Skillv1.0.0

ClawScan security

YouTube Subtitle Extractor · ClawHub's context-aware review of the artifact, metadata, and declared behavior.

Scanner verdict

SuspiciousApr 5, 2026, 7:23 AM

Verdict: suspicious
Confidence: medium
Model: gpt-5-mini
Summary: The skill appears to do what it says (download YouTube subtitles) and the included script is small and readable, but the package metadata and SKILL.md omit required external binaries (yt-dlp and likely ffmpeg) and the install instructions pull raw files from a GitHub account without provenance — these inconsistencies warrant caution.
Guidance: This skill's code is small and consistent with subtitle extraction, but it has two practical issues to consider before installing: 1) Missing declared dependencies: The script runs the yt-dlp binary (and --convert-subs may require ffmpeg). The skill metadata does not list these required binaries. Install and verify yt-dlp (and ffmpeg if needed) from trusted sources before running. 2) Source provenance: SKILL.md recommends downloading raw files from a GitHub account. Verify the repository/author (mcbaivn) and review the fetched files yourself before running them. Prefer cloning a known repo tag or a signed release if available. 3) Disk and network behavior: Running the tool causes network downloads from YouTube (via yt-dlp) and writes files to your filesystem (Youtube_Subtitles/).
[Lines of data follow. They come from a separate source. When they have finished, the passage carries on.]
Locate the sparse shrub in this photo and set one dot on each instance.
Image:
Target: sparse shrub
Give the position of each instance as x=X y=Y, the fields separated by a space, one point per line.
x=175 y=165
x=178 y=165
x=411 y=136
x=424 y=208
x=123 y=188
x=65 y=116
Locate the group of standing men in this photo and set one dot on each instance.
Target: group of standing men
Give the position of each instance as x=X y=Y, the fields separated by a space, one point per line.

If you run it against a channel without --limit, it may download many videos' subtitles; use --limit to avoid large downloads. 4) Safety posture: If you have concerns, run the script in a sandbox or isolated environment, inspect the downloaded script for unexpected functionality, and ensure yt-dlp/ffmpeg come from official sources. If you need help verifying the GitHub source or the binaries, ask for guidance.

Review Dimensions

Purpose & Capability: concernThe skill's purpose is subtitle extraction, which legitimately requires an external downloader (yt-dlp) and often ffmpeg for conversions. However the registry metadata declares no required binaries and SKILL.md does not tell the user to install yt-dlp/ffmpeg. That mismatch (a tool that clearly depends on external binaries but doesn't declare them) is inconsistent and could surprise users.
Instruction Scope: okSKILL.md and the script stay on-purpose: they instruct downloading the SKILL.md and script from a GitHub repo and running a local Python script which calls yt-dlp to fetch subtitles and write files to disk. The instructions do not ask the agent to read unrelated files, exfiltrate data to third-party endpoints, or access credentials.
Install Mechanism: noteInstallation instructions are manual and fetch raw files from raw.githubusercontent.com (a common pattern). This is a moderate-risk pattern because it executes code pulled directly from a GitHub account without a release signature; verify the repository and commit history before running. There is no automated install spec, and no archive extraction from unknown URLs.
Credentials: okThe skill requires no environment variables or credentials, which is appropriate for its stated purpose. However it does rely on external binaries (yt-dlp and possibly ffmpeg) that are not declared in the metadata — this is not a credential leak but is a proportionality/declared-requirements omission.
Persistence & Privilege: okThe skill does not request 'always: true', does not modify other skills or system-wide agent settings, and does not persist credentials. It writes subtitle files to the local filesystem (Youtube_Subtitles/), which is expected behavior for this functionality.